I have three columns in a table, customerId, date and storedvalue (amount in the wallet of a customer) I need to count the days between a person loads cash in to his account and exhaust it to zero. For example, if a person loads cash on 2024-01-01 and he finishes it on 2024-01-05 then the day count should be 4. If he loads it back again then the count starts again.

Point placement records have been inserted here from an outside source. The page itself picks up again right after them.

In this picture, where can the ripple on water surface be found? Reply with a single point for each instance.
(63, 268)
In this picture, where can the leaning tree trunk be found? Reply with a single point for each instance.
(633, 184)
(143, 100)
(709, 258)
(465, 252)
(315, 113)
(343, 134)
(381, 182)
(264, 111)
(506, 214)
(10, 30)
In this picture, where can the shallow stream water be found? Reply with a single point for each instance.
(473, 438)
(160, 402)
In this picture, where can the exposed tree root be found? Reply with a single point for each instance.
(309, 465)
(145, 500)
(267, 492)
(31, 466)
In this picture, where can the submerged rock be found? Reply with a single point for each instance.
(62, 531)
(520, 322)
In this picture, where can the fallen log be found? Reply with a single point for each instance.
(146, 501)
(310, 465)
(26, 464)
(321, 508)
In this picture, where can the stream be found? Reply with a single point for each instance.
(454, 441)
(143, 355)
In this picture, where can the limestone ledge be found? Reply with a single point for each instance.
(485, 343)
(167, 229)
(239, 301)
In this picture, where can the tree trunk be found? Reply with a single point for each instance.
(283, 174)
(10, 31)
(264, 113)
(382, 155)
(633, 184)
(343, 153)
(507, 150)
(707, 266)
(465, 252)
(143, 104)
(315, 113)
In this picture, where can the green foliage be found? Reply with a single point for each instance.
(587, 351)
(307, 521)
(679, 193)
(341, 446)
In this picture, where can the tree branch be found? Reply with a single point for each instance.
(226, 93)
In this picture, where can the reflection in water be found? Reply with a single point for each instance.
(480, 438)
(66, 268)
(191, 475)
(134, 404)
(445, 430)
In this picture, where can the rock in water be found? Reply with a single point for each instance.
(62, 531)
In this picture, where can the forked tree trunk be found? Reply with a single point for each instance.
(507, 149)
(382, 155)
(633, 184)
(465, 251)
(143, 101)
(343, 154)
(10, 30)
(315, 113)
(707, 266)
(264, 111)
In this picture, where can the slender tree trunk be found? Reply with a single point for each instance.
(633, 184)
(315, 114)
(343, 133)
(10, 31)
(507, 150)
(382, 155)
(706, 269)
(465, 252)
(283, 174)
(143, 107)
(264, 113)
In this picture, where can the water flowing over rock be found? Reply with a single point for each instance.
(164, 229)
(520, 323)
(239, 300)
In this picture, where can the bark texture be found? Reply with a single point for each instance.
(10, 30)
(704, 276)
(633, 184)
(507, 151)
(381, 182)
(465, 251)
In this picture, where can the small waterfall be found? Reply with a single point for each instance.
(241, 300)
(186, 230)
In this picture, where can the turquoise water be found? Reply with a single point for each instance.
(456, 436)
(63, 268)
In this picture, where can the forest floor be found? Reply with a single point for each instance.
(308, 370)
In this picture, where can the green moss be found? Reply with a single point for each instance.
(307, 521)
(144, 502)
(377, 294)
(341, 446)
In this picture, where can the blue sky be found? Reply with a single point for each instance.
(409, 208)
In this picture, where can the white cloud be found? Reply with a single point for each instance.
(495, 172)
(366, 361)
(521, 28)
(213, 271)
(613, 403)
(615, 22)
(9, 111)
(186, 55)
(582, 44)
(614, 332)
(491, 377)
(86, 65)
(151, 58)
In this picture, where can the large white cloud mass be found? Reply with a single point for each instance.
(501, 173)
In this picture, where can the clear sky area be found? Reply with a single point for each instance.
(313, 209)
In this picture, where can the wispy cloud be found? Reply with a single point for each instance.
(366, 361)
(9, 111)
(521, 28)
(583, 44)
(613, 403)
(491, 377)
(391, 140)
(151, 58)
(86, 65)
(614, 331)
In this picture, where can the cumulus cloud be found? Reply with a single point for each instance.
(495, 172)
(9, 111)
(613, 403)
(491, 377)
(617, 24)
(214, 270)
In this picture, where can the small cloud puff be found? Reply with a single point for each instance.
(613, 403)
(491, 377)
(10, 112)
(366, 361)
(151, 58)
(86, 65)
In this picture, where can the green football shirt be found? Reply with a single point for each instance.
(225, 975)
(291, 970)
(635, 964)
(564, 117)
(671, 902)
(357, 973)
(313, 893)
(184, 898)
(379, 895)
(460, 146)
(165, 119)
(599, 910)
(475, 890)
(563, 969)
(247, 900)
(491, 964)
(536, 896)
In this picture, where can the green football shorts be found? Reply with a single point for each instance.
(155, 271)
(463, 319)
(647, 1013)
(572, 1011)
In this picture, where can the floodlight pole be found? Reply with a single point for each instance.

Cistomerid | date | storedvalue |
---|---|---|
1234567 | 2024-01-01 | 100 |
1234567 | 2024-01-02 | 55 |
1234567 | 2024-01-03 | 45 |
1234567 | 2024-01-04 | 67 |
1234567 | 2024-01-05 | 0 |
1234567 | 2024-01-06 | 300 |
1234567 | 2024-01-07 | 100 |
1234567 | 2024-01-08 | 150 |
1234567 | 2024-01-09 | 0 |
The result needs to be like
CustomerId | date diff |
---|---|
1235567 | 4 |
1234567 | 3 |
In the above example the customer added 100rs to the wallet on 2024-01-01 and spent it to zero by 2024-01-04. the date diff between the day money is added and the day money got exhausted should be calculated and it's 4 days in the first instance. If the money is again added to the wallet after its zero that should be calculated as second instance and it's day 1 again and again he spends all the money by 2024-01-09 which will be 3 days. The partition should happen on 0. He can add and spend any number of times but once the account is zero the previous count ends and new count starts.
Thanks in advance!!
I tried the following script but it returns only the data with amount zero
WITH ranked_data AS (
SELECT
customerID,
date,
storedvalue,
ROW_NUMBER() OVER (PARTITION BY customerID ORDER BY date) AS row_num,
ROW_NUMBER() OVER (PARTITION BY customerID, storedvalue ORDER BY date) AS value_change_num
FROM
your_table_name
)
SELECT
customerID,
MIN(date) AS start_date,
MAX(date) AS end_date,
DATEDIFF(day, MIN(date), MAX(date)) AS days_between
FROM
ranked_data
WHERE
storedvalue = 0
GROUP BY
customerID,
storedvalue,
row_num - value_change_num
ORDER BY
customerID,
start_date;
First is to identify the related sets of rows which is when the storedValue
turns 0
. Using the lag()
window function to get the previous row value and case
expression to check the value is 0
. Performing a cumulative sum() over ()
gives you the required grouping
select Cistomerid,
datediff(day, min(date), max(date))
from
(
select *, grp = sum (case when prevValue = 0 then 1 else 0 end)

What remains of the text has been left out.